Examinations: ‘... the academic community as a whole perhaps contains a higher proportion of apparently eccentric, unreliable, volatile and vindictive individuals than does any other profession. ... At least, when the examinees are identified only by number and not by name, the personality, status, rank, and family ... does not influence the examiners' decision. ...&srquo;
Horrobin was blissfully unaware that plans for artificially handicapping some students and artificially boosting others were in the pipeline. He seems to have ignored such problems as cheating, substitute candidates, favouritism, and so on.
IQ: Horrobin quotes a study—or perhaps just a rumour or media-spread belief—to the effect that officer assessments, which used a battery of tasks, including an 'IQ' test, found that IQ proved a better predictor than all the other tests combined. Note that Horrobin had no doubts about the objects of wars etc; which seems to throw doubt on the 'intelligence' aspect.

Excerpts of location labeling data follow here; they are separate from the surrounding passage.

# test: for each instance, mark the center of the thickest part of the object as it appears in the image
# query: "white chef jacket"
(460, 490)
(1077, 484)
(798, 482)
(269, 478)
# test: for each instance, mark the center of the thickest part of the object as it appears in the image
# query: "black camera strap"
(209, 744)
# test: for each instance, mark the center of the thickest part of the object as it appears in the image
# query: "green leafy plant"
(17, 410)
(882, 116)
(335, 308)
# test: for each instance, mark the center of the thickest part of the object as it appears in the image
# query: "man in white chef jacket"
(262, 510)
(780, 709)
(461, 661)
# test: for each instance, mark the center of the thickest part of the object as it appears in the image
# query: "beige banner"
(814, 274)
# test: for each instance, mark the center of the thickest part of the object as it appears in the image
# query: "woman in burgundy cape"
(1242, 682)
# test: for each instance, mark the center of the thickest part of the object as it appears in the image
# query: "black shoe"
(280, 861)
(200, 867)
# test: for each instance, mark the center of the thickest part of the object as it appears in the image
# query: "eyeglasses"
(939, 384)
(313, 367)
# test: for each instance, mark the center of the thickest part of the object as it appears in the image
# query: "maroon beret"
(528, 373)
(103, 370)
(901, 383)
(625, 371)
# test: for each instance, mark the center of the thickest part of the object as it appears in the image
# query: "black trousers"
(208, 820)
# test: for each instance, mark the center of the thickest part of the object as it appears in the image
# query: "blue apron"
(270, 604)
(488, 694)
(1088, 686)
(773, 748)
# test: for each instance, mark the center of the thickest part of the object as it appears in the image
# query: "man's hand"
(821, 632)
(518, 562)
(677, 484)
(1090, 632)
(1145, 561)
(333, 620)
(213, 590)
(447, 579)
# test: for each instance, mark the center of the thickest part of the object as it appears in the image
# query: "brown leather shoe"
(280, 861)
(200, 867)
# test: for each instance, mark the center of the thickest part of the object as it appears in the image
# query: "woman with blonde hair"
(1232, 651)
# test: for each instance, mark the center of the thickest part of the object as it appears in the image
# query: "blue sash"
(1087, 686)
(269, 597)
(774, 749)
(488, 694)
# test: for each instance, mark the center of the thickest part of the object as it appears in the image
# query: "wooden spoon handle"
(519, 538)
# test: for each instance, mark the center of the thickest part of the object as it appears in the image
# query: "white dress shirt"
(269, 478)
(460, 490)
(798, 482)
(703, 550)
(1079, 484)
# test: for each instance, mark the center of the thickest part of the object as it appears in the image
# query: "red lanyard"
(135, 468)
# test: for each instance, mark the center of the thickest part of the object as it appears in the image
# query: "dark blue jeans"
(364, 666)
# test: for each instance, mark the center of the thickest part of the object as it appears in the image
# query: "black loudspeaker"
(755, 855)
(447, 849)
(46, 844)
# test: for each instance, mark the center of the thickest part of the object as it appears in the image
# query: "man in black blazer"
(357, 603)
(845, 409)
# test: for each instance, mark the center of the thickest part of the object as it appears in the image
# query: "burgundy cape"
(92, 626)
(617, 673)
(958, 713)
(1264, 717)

Scientists' Motivations: p 26: three types... love of the chase, intellectual excitement ... [same plus] international recognition ... [same plus] financial reward. ... it is the science that matters... The difficulty for their families and friends is to stop them driving themselves in the ground. ... perhaps best summed up by a Christmas card ... "From the people with whom you eat Sunday lunch".'
Great Minds: Fascinating to see opinions from fifty years back. Horrobin lists Einstein and Bertrand Russell as 'some of the greatest minds'. He likes Darwin, but suggests the brain evolved for survival; not for finding food, like the snout of a pig as per Balfour, but in its effects—he hypothesises about two tribes, short of food, one of which secretly raids and kills the other. As with vast numbers of people discussing evolution, Horrobin doesn't look at the very long term. I won't attempt to list everyone here; Barnes Wallis, Faraday, Helmholtz, Huxley, Marconi, Schrodinger are examples—all recent. 1968 was the publication date of James Watson's The Double Helix.
Science Education: Horrobin, I expect thinking of his own upbringing, feared for a shortage of science teachers. He isn't very good on facts and figures; there was and is a campaign to import third-rate third worlders. The present-day PR stuff on STEM (science, technology, electronics?, mathematics) is similar on the face of it, but attacked by absurd PR campaigns and in my view by Jew control of education and for example the BBC.